Mas nem tudo é mau. Tem havido apesar de tudo uma evolução lenta, gradual e positiva do nosso capital social ao longo das últimas décadas. A nossa sociedade civil é hoje mais educada, exigente e organizada. Existe uma imprensa que é livre e que escrutina. Encontramos algumas indústrias com empresas a organizarem-se em rede na sua internacionalização. Surgiram e multiplicaram-se os orçamentos participativos locais. E também o programa Simplex tem dado um contributo positivo e por vezes negligenciado: em muitos atos administrativos passou a imperar o princípio da confiança nos cidadãos até prova em contrário.
Só que não convém baixar os braços. Devemos procurar reforçar ainda mais o nosso capital social para extrair os frutos pretendidos no nosso bem-estar individual e coletivo. E o Plano de Recuperação Económica de Portugal é uma oportunidade excelente para isso.
Na fase da preparação e apresentação do Plano, devemos assegurar que este seja debatido publicamente em todos os municípios do país, em fóruns públicos e participados. Sendo que este debate aberto e livre das nossas prioridades estratégicas pode dar-se também no ensino secundário e nas universidades.
Podemos atribuir às autarquias uma responsabilidade direta na decisão de uma parte significativa do investimento público previsto, sempre que este for em linha com os desígnios estratégicos adotados. E majorar o financiamento dos investimentos locais sempre que estes forem decididos com participação comunitária.
E porque não eliminamos todas as majorações de financiamento para PMEs e microempresas? Claro que estas empresas deverão continuar a ser financiadas, são críticas para a nossa economia. Mas majorar a pequena dimensão é um absurdo que sinaliza como virtude a ausência de cooperação e de escala empresarial. Pelo contrário, deveríamos majorar os projetos apresentados em parceria por várias empresas.
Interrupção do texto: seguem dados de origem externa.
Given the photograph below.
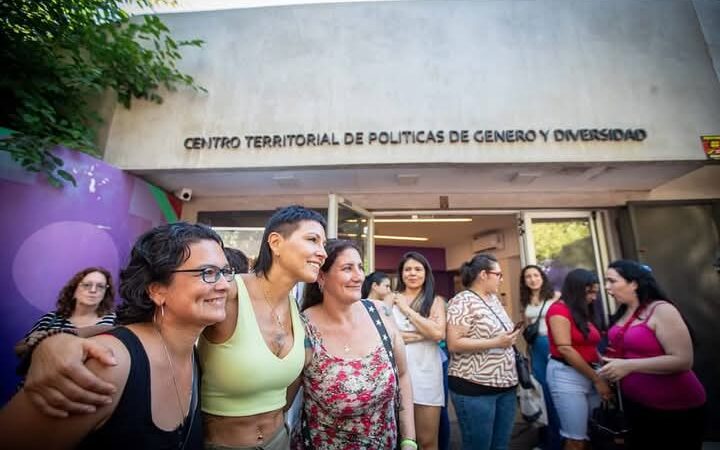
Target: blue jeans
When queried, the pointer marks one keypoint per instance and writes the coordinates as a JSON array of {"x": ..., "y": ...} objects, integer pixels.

E aplicar exatamente o mesmo princípio para projetos da administração local e de associações não lucrativas (ver o bom exemplo das EEA Grants).
Podemos também criar linhas de financiamento direto à criação ou reforço do associativismo local, à semelhança da Alemanha. Excluindo as entidades nas áreas da Segurança Social e da Saúde, que já são financiadas por outras formas. Pode ser difícil medir o impacto económico do apoio financeiro a clubes de leitura do bairro, grupos de amigos do cão de água algarvio, defensores dos produtos locais ou organizadores de torneios de bridge. Mas é precisamente este associativismo que reforça os laços de confiança comunitários, melhorando a prazo as economias locais. Para além de contribuir para a redução da solidão que aflige demasiados Portugueses.
Finalmente, temos de adotar uma lógica de transparência radical na monitorização da execução do Plano. Criando um portal público, feito para o cidadão comum, com informação completa e atualizada de dados agregados de investimento, e também de cada projeto. O que foi aprovado, como foi aprovado, porque foi aprovado, como está a decorrer a execução e quem são todos os seus beneficiários.
Certamente muitas outras ideias podem ajudar a fortalecer a nossa confiança. Elas aparecerão sempre que olharmos para este envelope financeiro não como um direito, mas sim como um dever partilhado. Se tal acontecer, em 2030 vamos certamente viver num país mais coeso e maduro. Sendo que já em 2020 estaremos a ser mais responsáveis pelo nosso futuro.